カオリのインフルエンザを意識してのことだろう。私も机上に常備しているアルコール消毒を指し「よかったら使ってくださいね」と伝えるとともに椅子に座るように促す。一方で、いつものように奥のキッチンにクッキーを取りに行き、薪ストーブ上で既に湯気を上げている先ほど冷水を入れたやかんからお茶を淹れる。

それらを差し出すと、お盆を片付け、私も母親に正対して椅子に腰を下ろした。
「改めまして、こんにちは。カオリちゃん、大丈夫ですか?」カオリの体調もそうだが、カウンセリングに来れないことについてカオリの様子を聞きたかったというのが私の本音だ。しかしそれは伝わっていないだろう。
「お願いします。カオリはもう元気です。本当は今日も連れてきたかったんですが、一応、うつすといけないので。ウチは私も主人も予防接種打ったんですけど、カオリはいつも家にいるので打たなかったんですよ。大丈夫かと思って。もしかしてどちらかが家に菌を持って帰ってきてカオリにうつしたのかもしれません。先週金曜日に私が仕事から帰ったら、急に体が怠いって言い出したんです。それで、熱計ったら39度5分もあって。急いで小児科受診して、インフルとコロナと溶連菌の検査したんですけど、インフルAの方で陽性って。それでイナビルもらってきたんですけど、発熱が金曜日で良かったです。主人が土日休みで対応してくれたので。さすがに平日で私も仕事の日だったら、一人で家に置いておけませんから」
カオリの状況だけでなく、家庭の様子も伝わってくる。
そうなるともう少し聞きたくなる。
「そうなんですね。それは良かったです。ちなみに今更ですが、お母さんは土日も仕事なんでしたっけ?」これは今まで気になっていた質問だ。母親が火曜日に毎回送迎してくれていることを考えると火曜日が休みなのだろうか。
「そうですね。自然食品の販売会社なんですけど、シフト制でして、土日に仕事入れていることは多いです。その代わり今日みたいに平日休み取りやすいんですよ」
「なるほど。じゃ、旦那さんとも休みは合わないんですね」
「合わないと言うか、敢えてずらしてると言うか」ややバツが悪そうな感じを見せるが即座に否定する。「いえ、仲が悪いからとかじゃないんです。今回みたいなことがあったときにどっちかが対応できるようにっていう意味です」
「なるほどなるほど。前回いろいろ仰ってらしたので、要らぬ推測もしてしまうんですが、ことさらにそういうわけでもないんですね」
母親の言い訳めいた言葉に私も濁すような言い方をしてしまい、ややぎこちない感じの空気が流れる。
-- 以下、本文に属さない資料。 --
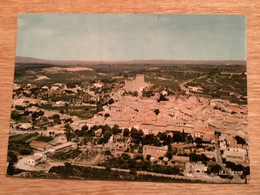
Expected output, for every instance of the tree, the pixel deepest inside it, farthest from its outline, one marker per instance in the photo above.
(107, 152)
(10, 168)
(111, 101)
(156, 111)
(107, 115)
(126, 132)
(148, 157)
(115, 129)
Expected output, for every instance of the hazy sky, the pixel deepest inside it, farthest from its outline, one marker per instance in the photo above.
(131, 36)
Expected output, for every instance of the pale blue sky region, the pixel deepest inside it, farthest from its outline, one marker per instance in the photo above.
(131, 37)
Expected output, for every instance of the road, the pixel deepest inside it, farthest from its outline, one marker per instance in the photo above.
(182, 85)
(218, 154)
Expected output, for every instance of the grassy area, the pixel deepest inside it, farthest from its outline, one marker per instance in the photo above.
(78, 172)
(44, 139)
(67, 155)
(22, 137)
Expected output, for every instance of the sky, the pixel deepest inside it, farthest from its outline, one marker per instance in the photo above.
(111, 37)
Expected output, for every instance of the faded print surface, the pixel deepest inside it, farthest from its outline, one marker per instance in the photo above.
(130, 97)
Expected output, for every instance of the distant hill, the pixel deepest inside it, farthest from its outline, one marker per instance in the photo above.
(27, 60)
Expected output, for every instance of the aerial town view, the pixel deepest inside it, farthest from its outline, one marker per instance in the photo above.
(130, 120)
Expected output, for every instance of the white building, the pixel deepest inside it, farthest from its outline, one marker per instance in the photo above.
(67, 145)
(154, 151)
(36, 159)
(195, 167)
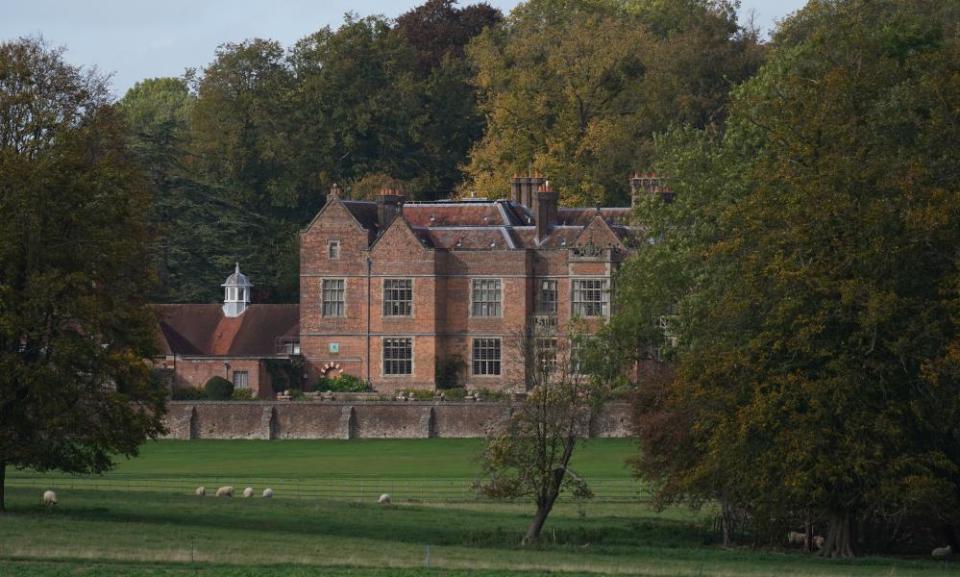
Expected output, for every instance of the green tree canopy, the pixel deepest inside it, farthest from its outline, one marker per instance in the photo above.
(576, 89)
(74, 332)
(812, 258)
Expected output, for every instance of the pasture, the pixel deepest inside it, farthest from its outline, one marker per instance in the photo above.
(143, 520)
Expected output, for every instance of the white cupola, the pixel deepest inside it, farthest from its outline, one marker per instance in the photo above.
(236, 293)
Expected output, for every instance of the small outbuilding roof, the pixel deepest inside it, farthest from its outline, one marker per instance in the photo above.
(203, 329)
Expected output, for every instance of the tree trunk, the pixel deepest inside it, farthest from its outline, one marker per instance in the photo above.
(726, 523)
(533, 532)
(839, 542)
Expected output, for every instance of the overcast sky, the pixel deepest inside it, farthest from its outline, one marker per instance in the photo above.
(137, 39)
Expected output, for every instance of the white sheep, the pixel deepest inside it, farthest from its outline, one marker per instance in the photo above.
(942, 552)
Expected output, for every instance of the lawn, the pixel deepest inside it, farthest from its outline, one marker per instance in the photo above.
(426, 470)
(114, 531)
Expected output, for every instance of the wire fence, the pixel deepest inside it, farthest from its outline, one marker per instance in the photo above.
(333, 488)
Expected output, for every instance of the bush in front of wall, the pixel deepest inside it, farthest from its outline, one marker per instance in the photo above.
(343, 383)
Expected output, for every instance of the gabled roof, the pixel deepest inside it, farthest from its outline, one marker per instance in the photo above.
(365, 212)
(472, 238)
(599, 234)
(583, 216)
(353, 208)
(421, 235)
(457, 214)
(203, 329)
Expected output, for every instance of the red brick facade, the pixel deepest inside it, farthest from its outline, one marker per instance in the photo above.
(473, 271)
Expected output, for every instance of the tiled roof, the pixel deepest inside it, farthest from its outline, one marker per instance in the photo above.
(364, 211)
(202, 329)
(458, 214)
(583, 216)
(472, 238)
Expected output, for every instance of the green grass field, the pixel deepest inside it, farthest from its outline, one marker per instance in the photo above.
(126, 526)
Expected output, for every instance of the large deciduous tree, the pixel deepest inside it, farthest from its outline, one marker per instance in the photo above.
(530, 456)
(814, 270)
(75, 390)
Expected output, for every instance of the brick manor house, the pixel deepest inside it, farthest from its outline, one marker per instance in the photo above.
(391, 290)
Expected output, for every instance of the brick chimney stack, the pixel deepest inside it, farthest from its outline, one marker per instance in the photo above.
(545, 209)
(516, 189)
(389, 203)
「実は今日伺いたいことがあって」と母親がその空気を打ち消すように本題の話を提示してくれる。改まった感じから私も少し体に力が入った。
「カオリが・・・怖い絵を描いているんです」
母親の声のトーンで、深刻な感情がマスク越しに伝わってくる。
「怖い絵?」
「ちょっと見てくれますか?」
そう言うと、母親はおもむろに足元にある荷物置きに入れたカバンからスマホを取り出し操作を始める。
数秒の間に目的の物を表示させると私の方に画面を見えるように差し出した。